I want to add something for fair-minded users who may still be wondering, after all that, whether the interest in the OP really is organic or whether there might be shenanigans. It's natural to worry about this, especially because other users tend to make loud and grand claims about abuse, whether they have knowledge or not.

You can check a lot of this for yourself using publicly available information.

Look at a sample of users who've been expressing interest about Tailscale, in threads about that topic and/or Wireguard or other topics. Check out the histories of these users—you can do that by clicking on a username to go to their profile, and then clicking on 'comments' or 'submissions'. You'll see that most are longstanding, serious community members. If your random samples look anything like the ones I've examined, you'll find many excellent HN contributors among them, with a lot of technical expertise. This is evidence that the interest in this topic is both organic and serious. I'd supply links, but it wouldn't feel right to haul in specific usernames that way. It's easy enough to check.

To that public information, I can add some non-public facts. First, the profiles of users upvoting these threads look much the same as the commenters. Of course in many cases they are the same, since it's natural to both upvote and comment on something that you find interesting. In addition, the voting patterns on these threads look like what we see on popular topics of organic interest, and nothing like what we tend to see with voting rings and organized promotion.

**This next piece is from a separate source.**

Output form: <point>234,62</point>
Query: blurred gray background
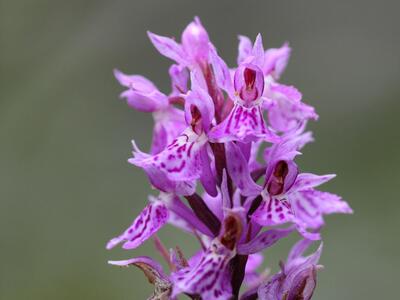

Conclusion: although we can never say for sure, because we aren't inside users' heads while they upvote, the evidence points to organic interest. I'll go further: I'm the person who has spent by far the most time on this problem in the history of HN and I find it hard to imagine the evidence being any clearer. Also, no one at HN (and no one at YC that I know of) has any connection with any of the people involved in this project. I've spent so much time writing about this because (a) I don't like to see people smeared, (b) we take concerns about abuse of HN extremely seriously, and (c) I want a record to link back to in the future so I don't have to spend any more sad hours on this.

Good analysis and I can only agree.

I'm a HN user who regularly looks for patterns like connected accounts, weird upvote or comment behaviour in /newest, fake news, bots and reports those to the moderators.

Until today I haven't known about Tailscale, or not conciously remember the brand name. Every past article listed I would've probably upvoted. It fits with the HN audience, just like Docker, ElasticSearch, Cloudflare, gitlab or most polished SaaS companies targetting developers when they release a new major feature. There will always be a commercial/marketing component when companies release something, even more when a founder or employee answers questions in comments. Doesn't mean there's some kind of secret community who upvote each other. Or rather if there was the moderators, once notified, would've found and acted on that.